This project implements a GraphRAG (Graph-augmented Retrieval-Augmented Generation) system in Rust, built to explore how explicit structure, representation choices, and retrieval strategies affect LLM performance, latency, and reasoning quality.
Rather than treating retrieval as a purely vector-similarity problem, this system extracts a knowledge graph from text, organizes entities into communities, and uses graph-aware retrieval to support:
- Local, grounded reasoning (entity-centric, multi-hop)
- Global, thematic synthesis (community-level summaries)
The project emphasizes ML systems thinking: pipeline design, failure modes, evaluation, and iterative improvement—rather than only maximizing benchmark scores.
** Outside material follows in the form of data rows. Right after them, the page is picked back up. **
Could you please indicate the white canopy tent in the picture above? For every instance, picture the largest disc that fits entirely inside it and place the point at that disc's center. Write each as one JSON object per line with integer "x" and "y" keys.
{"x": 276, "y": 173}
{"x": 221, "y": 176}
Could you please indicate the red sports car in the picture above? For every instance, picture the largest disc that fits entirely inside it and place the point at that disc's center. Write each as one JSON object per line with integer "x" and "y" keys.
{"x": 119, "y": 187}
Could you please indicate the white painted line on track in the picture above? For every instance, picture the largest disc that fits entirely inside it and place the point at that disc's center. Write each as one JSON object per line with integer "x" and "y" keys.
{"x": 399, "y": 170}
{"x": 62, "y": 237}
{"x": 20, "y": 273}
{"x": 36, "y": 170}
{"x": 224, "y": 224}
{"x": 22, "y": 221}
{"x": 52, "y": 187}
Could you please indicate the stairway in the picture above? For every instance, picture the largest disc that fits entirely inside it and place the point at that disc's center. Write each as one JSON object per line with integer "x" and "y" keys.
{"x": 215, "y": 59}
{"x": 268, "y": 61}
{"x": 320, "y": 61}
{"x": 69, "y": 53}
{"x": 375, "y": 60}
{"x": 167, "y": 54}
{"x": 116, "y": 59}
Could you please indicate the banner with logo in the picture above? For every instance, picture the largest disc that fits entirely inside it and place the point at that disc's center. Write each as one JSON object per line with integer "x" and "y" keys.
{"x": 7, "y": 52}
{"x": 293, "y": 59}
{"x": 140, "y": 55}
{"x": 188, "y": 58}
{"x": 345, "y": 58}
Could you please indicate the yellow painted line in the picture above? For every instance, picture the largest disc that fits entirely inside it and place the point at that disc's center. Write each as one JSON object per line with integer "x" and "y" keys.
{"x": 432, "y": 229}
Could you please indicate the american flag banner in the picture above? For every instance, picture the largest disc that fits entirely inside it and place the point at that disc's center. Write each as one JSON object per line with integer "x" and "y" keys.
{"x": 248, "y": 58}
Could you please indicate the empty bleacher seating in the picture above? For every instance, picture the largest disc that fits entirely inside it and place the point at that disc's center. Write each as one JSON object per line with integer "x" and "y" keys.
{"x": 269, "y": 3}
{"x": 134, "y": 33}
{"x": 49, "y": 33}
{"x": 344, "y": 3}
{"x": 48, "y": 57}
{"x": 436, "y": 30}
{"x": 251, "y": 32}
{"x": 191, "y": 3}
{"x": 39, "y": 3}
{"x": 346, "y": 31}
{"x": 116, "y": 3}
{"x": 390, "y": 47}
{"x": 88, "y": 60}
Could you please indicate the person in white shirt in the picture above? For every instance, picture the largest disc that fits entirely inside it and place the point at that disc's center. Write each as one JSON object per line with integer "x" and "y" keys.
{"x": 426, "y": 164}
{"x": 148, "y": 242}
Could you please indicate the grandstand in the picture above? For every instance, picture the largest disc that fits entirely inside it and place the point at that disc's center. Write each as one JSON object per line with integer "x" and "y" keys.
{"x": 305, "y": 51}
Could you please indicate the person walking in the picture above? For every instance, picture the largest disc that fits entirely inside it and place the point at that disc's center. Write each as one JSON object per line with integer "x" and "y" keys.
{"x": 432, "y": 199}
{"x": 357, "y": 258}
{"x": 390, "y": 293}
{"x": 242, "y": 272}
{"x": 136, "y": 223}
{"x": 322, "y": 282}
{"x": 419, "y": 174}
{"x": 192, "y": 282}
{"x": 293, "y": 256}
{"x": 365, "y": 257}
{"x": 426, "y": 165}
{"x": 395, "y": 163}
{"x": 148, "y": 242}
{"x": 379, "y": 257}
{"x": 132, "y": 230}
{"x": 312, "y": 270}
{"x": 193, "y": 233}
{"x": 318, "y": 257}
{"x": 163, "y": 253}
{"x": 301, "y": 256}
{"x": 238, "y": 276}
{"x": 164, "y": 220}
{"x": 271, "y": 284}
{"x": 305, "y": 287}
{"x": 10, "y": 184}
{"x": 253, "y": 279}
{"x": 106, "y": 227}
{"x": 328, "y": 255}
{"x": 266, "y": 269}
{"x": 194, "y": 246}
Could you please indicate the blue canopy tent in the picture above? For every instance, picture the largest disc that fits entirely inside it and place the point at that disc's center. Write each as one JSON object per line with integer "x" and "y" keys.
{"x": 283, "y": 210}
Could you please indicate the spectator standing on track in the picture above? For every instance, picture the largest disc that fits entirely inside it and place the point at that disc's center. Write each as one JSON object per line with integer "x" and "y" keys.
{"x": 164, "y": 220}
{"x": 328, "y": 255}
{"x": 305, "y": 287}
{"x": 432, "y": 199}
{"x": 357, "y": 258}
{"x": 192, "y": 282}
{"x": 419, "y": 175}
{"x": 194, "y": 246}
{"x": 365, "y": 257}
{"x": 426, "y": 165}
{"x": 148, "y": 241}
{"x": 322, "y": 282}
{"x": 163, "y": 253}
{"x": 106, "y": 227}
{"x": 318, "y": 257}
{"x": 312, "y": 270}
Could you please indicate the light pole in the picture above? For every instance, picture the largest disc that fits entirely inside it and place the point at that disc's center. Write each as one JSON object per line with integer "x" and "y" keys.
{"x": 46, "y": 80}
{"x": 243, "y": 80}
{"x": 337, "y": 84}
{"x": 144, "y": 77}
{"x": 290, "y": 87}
The system is composed of four primary subsystems:
- Ingestion & Representation
- Knowledge Graph Construction
- Graph-Aware Retrieval
- Evaluation & Benchmarking
Each subsystem is modular, observable, and independently tunable.
-
Supports unstructured text sources (TXT / Markdown)
-
Documents are chunked into semantically coherent spans using:
- paragraph and heading boundaries
- overlap to preserve cross-chunk context
Each chunk is assigned:
- a stable document ID
- a chunk ID
- source metadata
- Each chunk is embedded and stored in a vector database
- Payloads include references to extracted entities, enabling vector → graph alignment
Why this matters (ML perspective): This design decouples semantic similarity (vector space) from relational structure (graph), allowing each to be optimized independently.
For each chunk, an LLM is prompted to extract:
- Entities (name, type, description)
- Relations (source, target, relation type, textual evidence)
Outputs are validated against a strict JSON schema and retried on failure.
Extracted entities are normalized and deduplicated using:
- string normalization
- similarity heuristics
- alias tracking
This prevents graph fragmentation caused by surface-form variation.
- Entities become nodes
- Relations become typed edges
- Evidence spans are retained for traceability
Why this matters: Unlike vanilla RAG, which loses relational structure at indexing time, this system preserves explicit semantic links, enabling multi-hop reasoning and interpretable retrieval paths.
Once the knowledge graph is constructed, entities are grouped into communities using graph connectivity patterns.
These communities represent:
- coherent topics
- tightly related concepts
- recurring themes across documents
For each community:
- representative entities and relations are selected
- an LLM generates a community-level summary
- summaries are embedded and indexed separately
Optionally, summaries can be recursively summarized to form a hierarchical abstraction.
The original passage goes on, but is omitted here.